There were moments that I was particularly delighted about as I find them insightful experiences:

  • We needed to find a way to do our game timer. We were working on an idea of needing quite many lines, when our never-before-programmer said as a joke: "Why can't there just be getTimer that gives us that". The others picked up on this: "Let's create a function for that" - and the unclear many lines transformed into very purposeful transformation of our intent into doing just what we needed.
  • We run into a particularly tricky problem with the game engine, and I was ready to give up and move to another feature. The persistence of the experienced developer in the mob kept us all on task, bringing in ideas on how to approach this. And bringing in yet another developer, we got the ideas to get away from our blocking problem with an actual solution - not the code we were missing, but the idea of how to work with limitations of the engine. 
  • The fourth group member came in later, and suggested to break down the mob and get everyone developing on their own. By this time, the trio said no, because we had experienced  how much more powerful we were together. 
  • By Sunday morning, our never-before-programmer was very skillfully navigating for implementing new (similar) features while I was driving and our third developer was taking a break.  

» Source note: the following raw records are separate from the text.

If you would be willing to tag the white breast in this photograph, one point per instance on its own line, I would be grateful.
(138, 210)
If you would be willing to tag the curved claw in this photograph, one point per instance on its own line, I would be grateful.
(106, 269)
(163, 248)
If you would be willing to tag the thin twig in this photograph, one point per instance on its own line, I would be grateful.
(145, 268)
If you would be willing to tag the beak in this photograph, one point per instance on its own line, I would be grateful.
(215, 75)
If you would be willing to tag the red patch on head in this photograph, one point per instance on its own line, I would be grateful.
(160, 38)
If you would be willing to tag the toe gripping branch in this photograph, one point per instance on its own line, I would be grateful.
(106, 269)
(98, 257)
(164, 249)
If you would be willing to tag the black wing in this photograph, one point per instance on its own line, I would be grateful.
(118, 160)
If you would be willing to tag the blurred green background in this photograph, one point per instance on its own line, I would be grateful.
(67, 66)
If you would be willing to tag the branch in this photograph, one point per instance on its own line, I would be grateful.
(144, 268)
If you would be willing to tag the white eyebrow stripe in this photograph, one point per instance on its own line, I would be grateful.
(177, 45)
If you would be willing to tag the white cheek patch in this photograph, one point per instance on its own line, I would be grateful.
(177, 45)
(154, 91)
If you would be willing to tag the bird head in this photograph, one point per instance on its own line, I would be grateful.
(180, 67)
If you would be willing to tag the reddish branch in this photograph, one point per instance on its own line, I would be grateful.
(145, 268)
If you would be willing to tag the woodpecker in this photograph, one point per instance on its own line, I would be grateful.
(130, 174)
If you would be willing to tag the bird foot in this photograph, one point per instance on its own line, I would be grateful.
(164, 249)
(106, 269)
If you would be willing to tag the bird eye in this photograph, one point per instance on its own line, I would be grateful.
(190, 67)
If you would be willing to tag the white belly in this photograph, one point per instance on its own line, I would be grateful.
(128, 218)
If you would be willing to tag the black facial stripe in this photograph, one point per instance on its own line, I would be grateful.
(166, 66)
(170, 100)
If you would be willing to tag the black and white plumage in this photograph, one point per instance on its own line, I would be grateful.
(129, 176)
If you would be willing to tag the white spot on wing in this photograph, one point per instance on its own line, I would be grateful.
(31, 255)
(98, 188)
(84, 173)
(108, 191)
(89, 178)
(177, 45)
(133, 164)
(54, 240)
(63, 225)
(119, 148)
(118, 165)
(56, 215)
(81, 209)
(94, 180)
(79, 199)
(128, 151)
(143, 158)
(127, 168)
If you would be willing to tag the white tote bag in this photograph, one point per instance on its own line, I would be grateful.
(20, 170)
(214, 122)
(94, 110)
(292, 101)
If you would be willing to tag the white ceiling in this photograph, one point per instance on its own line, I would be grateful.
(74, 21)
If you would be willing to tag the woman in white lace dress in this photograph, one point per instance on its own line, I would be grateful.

  • Throughout the weekend, our software was release-ready feature by feature, and we did really well on finding the next step that made sense to implement. We were about to go into planning the features, but managed with just outlining things in a mind map, to find more pressing features while getting some of the game done. 
  • The fourth group member (most senior developer) ended up contributing just graphics and a bug fix. Understanding what the game engine code logic was without the shared experience the mob had was difficult in the limited time. The individual contributor also used a lot of our time in waiting for her resolving merge conflicts and asking us not to check in while she needed to get the stuff in git. We would have gotten more done just as a mob. And her expertise could have been useful in solving the biggest and trickiest problems we needed to solve if she volunteered to join us over doing own things by herself. 
  • We failed with communicating between the mob and the individual contributor. The graphics brought in were not in synch with the idea we had had about what the game was, and the rest of us were left out on deciding what they would be about. But we adapted - to create less value than we could have, if the communication would have worked.
  • I made it through the weekend without ever mentioning how little I code, and was really contributing equally for the solutions. For the first time, I was an active navigator and not just filling in an insight here and there. That is because every line of code was created together. 
It was a fun experience, that taught me a lot again. It gave me yet another perspective into how great mob programming is and how well it actually dwells into the problems of team formation without specifically targeting those. 

The biggest takeaway for me was very personal: I learned I know a lot more on programming than I give myself credit for.